L’étude a montré que les régions à forte densité nucléaire (HND) occupaient une surface significativement plus faible que les régions à faible densité nucléaire (LND) dans les tissus LSCC et RSCC. L’analyse ROC a identifié 14 m/z présentant des différences significatives entre les régions HND et LND, correspondant à 7 protéines.

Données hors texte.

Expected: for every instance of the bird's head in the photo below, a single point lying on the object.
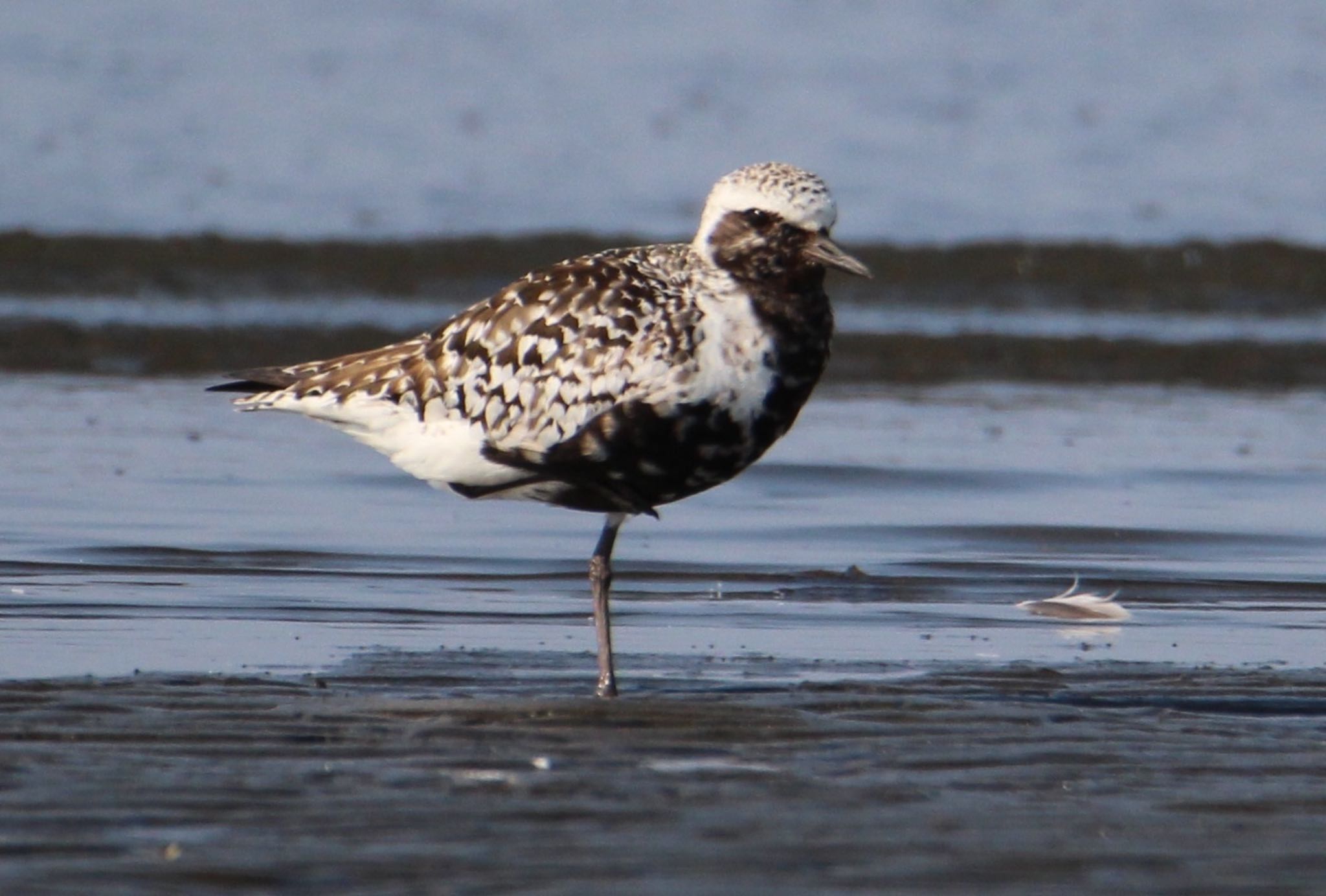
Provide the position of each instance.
(769, 221)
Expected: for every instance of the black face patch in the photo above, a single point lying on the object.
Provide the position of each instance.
(756, 245)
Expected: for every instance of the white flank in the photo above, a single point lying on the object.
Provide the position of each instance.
(439, 451)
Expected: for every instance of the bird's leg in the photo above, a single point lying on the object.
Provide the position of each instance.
(600, 582)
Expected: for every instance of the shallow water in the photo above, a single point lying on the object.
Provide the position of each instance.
(312, 674)
(152, 528)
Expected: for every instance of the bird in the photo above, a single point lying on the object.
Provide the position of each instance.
(612, 383)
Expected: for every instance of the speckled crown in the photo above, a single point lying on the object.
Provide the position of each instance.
(797, 195)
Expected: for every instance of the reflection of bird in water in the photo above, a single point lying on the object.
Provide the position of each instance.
(616, 382)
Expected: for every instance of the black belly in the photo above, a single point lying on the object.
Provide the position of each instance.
(638, 456)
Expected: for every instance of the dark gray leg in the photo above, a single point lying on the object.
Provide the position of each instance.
(600, 582)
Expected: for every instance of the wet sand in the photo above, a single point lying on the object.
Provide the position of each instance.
(487, 773)
(309, 674)
(354, 684)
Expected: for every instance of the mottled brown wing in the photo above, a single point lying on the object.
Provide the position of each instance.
(534, 362)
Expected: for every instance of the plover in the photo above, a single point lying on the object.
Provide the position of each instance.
(613, 383)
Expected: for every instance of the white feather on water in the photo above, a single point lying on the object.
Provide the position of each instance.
(1079, 606)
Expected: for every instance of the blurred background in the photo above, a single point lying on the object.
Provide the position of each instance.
(932, 120)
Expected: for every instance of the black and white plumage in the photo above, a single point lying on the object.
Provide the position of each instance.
(614, 382)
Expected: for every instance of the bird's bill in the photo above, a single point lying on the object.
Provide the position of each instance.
(824, 251)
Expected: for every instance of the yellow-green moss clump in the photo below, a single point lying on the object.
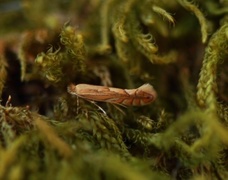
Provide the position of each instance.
(178, 46)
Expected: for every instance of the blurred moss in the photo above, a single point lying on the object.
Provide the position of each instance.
(178, 46)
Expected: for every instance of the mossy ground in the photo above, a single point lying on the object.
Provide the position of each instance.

3. Signatures protéomiques dans l’organisation des fibres de collagène

L’analyse par 2PLSM a révélé que la proportion de régions de collagène chaotiques était significativement plus élevée que celle des régions de collagène organisées dans les tissus tumoraux LSCC et RSCC. L’analyse ROC des données MALDI-MSI a identifié 43 m/z présentant des différences significatives entre les régions de collagène chaotiques de LSCC et RSCC, correspondant à 19 protéines.

Conclusion

Cette étude a développé une nouvelle méthode d’imagerie multimodale combinant la 2PLSM, l’histologie et la MALDI-MSI pour caractériser l’hétérogénéité spatiale du microenvironnement tumoral du cancer colorectal. En quantifiant les caractéristiques peptidiques et d’imagerie dans les tissus LSCC, RSCC et sains, l’étude a révélé l’hétérogénéité du microenvironnement tumoral et distingué les caractéristiques peptidiques dans différentes régions spatiales de LSCC et RSCC. Cette recherche fournit de nouvelles perspectives sur la progression, les métastases et la réponse au traitement du cancer colorectal, et jette les bases pour le développement de nouvelles cibles thérapeutiques.

Points forts de l’étude

1. Stratégie d’imagerie multimodale : Première combinaison de la 2PLSM, de l’histologie et de la MALDI-MSI pour caractériser complètement l’hétérogénéité spatiale du microenvironnement tumoral du cancer colorectal.
2. Différences dans les signatures protéomiques : Révélation des différences dans les signatures protéomiques entre les tissus tumoraux LSCC et RSCC, offrant des cibles potentielles pour un traitement personnalisé.
3. Influence de la structure des fibres de collagène : L’étude montre que l’organisation des fibres de collagène joue un rôle important dans la physiopathologie tumorale, ouvrant de nouvelles voies de recherche.

Signification de l’étude

Cette recherche fournit non seulement de nouvelles perspectives sur la physiopathologie du cancer colorectal, mais pose également les bases pour le développement de stratégies de traitement personnalisées basées sur le microenvironnement tumoral. En combinant plusieurs techniques d’imagerie, les chercheurs peuvent mieux comprendre l’hétérogénéité tumorale, offrant ainsi des orientations plus précises pour le diagnostic et le traitement cliniques.